No, I meant heterosexist. (And I may be a bigger grammar-Nazi than you are.)
'Heterosexual' refers to people who are attracted only to people of a different sex and/or gender than their own, or to behavior involving two people (or animals) of different sex / gender. Words can't really be heterosexual, any more than a brick or an algebra exam could.
'Heterosexist' refers to words, actions, thoughts, rules, etc. which privilege heterosexuality over other sexual orientations, or which deny the existence of orientations other than heterosexuality. Heterosexism is cognate with both sexism (which privileges maleness and/or masculinity over other sexes and genders) and cissexism (which privileges people who are cisgender at the expense of people who are transgender, genderqueer, agender, intersex, etc.) and, like so many -ism words, is not a good thing.
Given that, at most, only 60-80% of humans are entirely heterosexual, the idea of a thousand "admirers"
all being
both "of the opposite gender" and heterosexual seems unlikely, absent some explanation for why some of them
wouldn't be the same gender as the player (or belong to some other gender entirely).
That's exactly the kind of
unintentional erasure people belonging to privileged groups often create,
not out of any intent to offend, but because, as part of a socially dominant group, they just don't
have to be aware of non-dominant groups, and so can easily forget to include them. Most media that fail
the Bechdel test didn't set out intending to.
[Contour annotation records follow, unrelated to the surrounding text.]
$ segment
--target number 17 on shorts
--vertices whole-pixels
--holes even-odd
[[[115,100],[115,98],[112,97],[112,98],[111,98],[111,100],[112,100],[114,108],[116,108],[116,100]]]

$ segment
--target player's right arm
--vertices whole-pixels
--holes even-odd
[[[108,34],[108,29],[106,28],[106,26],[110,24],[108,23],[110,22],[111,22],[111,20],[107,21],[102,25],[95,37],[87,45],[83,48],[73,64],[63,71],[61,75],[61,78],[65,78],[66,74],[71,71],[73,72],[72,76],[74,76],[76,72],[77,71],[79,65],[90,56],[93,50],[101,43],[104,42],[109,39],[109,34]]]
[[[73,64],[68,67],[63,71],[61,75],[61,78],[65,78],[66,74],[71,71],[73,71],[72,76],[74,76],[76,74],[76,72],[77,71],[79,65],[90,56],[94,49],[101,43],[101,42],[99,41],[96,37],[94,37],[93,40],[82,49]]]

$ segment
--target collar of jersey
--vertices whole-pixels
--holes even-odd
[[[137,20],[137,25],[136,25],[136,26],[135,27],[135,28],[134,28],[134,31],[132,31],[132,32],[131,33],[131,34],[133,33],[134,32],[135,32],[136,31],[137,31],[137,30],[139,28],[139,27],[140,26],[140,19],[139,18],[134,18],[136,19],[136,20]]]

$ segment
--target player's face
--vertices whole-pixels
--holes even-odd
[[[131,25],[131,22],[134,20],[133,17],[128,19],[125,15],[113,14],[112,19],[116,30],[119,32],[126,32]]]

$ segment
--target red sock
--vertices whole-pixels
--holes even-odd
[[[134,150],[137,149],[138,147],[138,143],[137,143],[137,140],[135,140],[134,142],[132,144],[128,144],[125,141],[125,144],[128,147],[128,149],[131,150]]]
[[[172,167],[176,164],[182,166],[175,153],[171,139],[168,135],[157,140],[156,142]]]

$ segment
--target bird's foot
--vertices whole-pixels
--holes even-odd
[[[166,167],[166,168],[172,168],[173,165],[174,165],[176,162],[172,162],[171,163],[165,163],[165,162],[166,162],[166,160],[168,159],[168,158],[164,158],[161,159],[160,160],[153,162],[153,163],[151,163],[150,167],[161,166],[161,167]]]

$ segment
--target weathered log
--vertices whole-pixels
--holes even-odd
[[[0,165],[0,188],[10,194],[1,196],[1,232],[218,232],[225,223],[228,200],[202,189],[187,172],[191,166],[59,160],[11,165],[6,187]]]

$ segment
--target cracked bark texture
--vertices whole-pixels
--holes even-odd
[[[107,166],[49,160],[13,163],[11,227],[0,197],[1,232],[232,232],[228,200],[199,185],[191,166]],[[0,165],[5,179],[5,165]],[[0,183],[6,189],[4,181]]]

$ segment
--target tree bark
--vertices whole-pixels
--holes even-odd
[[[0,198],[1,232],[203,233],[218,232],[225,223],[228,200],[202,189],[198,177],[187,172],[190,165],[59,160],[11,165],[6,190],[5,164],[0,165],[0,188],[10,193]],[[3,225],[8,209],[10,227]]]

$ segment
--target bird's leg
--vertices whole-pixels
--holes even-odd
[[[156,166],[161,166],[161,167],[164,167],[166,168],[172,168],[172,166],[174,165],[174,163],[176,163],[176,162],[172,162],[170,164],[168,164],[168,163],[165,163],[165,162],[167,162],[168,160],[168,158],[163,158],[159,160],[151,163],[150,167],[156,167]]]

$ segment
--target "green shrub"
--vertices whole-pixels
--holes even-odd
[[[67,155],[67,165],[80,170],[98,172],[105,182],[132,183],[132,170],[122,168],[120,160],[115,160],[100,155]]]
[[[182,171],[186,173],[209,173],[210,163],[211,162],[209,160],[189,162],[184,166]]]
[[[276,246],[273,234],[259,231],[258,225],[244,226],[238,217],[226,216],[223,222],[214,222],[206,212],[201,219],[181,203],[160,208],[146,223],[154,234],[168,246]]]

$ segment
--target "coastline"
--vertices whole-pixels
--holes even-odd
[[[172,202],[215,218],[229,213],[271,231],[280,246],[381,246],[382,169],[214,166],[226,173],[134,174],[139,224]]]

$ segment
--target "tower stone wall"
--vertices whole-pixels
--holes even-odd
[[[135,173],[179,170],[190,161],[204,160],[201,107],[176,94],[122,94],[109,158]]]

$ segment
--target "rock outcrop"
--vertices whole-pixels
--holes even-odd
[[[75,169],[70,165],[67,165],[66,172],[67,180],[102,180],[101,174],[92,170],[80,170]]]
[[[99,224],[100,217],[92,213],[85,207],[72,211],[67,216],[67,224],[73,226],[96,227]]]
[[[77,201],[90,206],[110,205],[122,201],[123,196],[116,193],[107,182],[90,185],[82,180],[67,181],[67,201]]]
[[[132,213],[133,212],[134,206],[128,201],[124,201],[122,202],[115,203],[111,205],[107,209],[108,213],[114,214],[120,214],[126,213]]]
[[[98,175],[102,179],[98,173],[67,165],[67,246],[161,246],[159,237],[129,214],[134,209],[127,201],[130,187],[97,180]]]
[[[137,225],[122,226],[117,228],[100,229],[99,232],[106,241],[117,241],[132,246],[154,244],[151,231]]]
This is why, for example, it was so refreshing that Nifflas decided to include brown-skinned characters and characters with disabilities in Knytt Underground, including (but hardly limited to) the player-character Mi, as well as non-heterosexual characters. Inclusion is great, especially for people who are used to not seeing people like them represented in media -- whether the media in question is a videogame, a fiction book, a nonfiction book, a film, an advertisement, etc. And it also helps people who
are part of privileged groups learn not to expect everything to be about them all the time.